By way of a defense, Durham told the court in a new filing, “If third parties or members of the media have overstated, understated or otherwise misinterpreted facts contained in the government’s motion, that does not in any way undermine the valid reasons for the government’s inclusion of this information.”
Implicit in that defense is an acknowledgement that the special counsel’s office does not want to be associated with this week’s hysterics in far-right circles.
What’s more, while the details get a little complicated, one of the key elements that’s emerged this week is that Trump and other GOP conspiracy theorists had a calendar problem: The relevant White House network data appeared to come from the Obama era, before Trump even took office. Durham’s filing from last week didn’t acknowledge this timeline, which led Republicans and conservative media to make assumptions that were wrong.
With this in mind, the new report from the Times added:
Mr. Durham did not directly address that basic factual dispute. But his explanation for why he included the information about the matter in the earlier filing implicitly confirmed that Mr. Sussmann had conveyed concerns about White House data that came from before Mr. Trump was president.
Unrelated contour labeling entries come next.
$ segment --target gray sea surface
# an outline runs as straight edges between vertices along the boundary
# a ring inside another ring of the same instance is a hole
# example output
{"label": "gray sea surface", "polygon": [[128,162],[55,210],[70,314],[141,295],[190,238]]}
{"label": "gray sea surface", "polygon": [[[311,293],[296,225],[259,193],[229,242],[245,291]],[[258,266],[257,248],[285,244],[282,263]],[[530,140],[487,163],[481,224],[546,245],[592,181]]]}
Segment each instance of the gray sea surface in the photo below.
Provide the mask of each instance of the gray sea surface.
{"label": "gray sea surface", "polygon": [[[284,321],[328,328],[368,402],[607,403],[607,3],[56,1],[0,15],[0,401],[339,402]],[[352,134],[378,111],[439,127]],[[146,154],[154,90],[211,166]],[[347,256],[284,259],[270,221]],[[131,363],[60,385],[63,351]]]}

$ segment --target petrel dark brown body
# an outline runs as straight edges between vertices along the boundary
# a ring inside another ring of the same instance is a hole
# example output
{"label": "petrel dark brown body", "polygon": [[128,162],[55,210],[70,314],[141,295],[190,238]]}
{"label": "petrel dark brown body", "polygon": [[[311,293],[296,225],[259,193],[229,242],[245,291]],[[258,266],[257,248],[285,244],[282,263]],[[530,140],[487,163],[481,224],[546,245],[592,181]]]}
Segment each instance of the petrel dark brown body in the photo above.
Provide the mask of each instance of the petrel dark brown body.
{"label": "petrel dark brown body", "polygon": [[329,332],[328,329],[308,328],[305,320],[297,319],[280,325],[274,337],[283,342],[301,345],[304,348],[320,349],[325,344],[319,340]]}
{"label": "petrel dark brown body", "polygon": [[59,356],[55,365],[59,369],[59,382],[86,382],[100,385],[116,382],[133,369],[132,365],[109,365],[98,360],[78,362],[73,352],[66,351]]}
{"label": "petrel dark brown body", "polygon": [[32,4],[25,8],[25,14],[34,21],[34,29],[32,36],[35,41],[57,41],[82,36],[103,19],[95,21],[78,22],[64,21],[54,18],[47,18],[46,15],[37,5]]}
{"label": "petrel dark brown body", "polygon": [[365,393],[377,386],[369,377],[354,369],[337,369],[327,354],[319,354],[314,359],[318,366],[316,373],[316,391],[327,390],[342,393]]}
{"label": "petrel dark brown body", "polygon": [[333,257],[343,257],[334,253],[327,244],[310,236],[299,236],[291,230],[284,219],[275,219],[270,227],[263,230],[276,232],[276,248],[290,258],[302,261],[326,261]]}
According to the special counsel’s new filing, Durham was exploring Mr. Sussmann’s potential conflicts of interest, one of which involved a lawyer who worked for the White House “during the relevant events that involved” the White House.
That lawyer worked in Barack Obama’s White House, not Trump’s.
All of which is to say, this week’s far-right conspiracy theories were already difficult to take seriously. In the wake of Durham’s new filing, they suddenly look a little worse.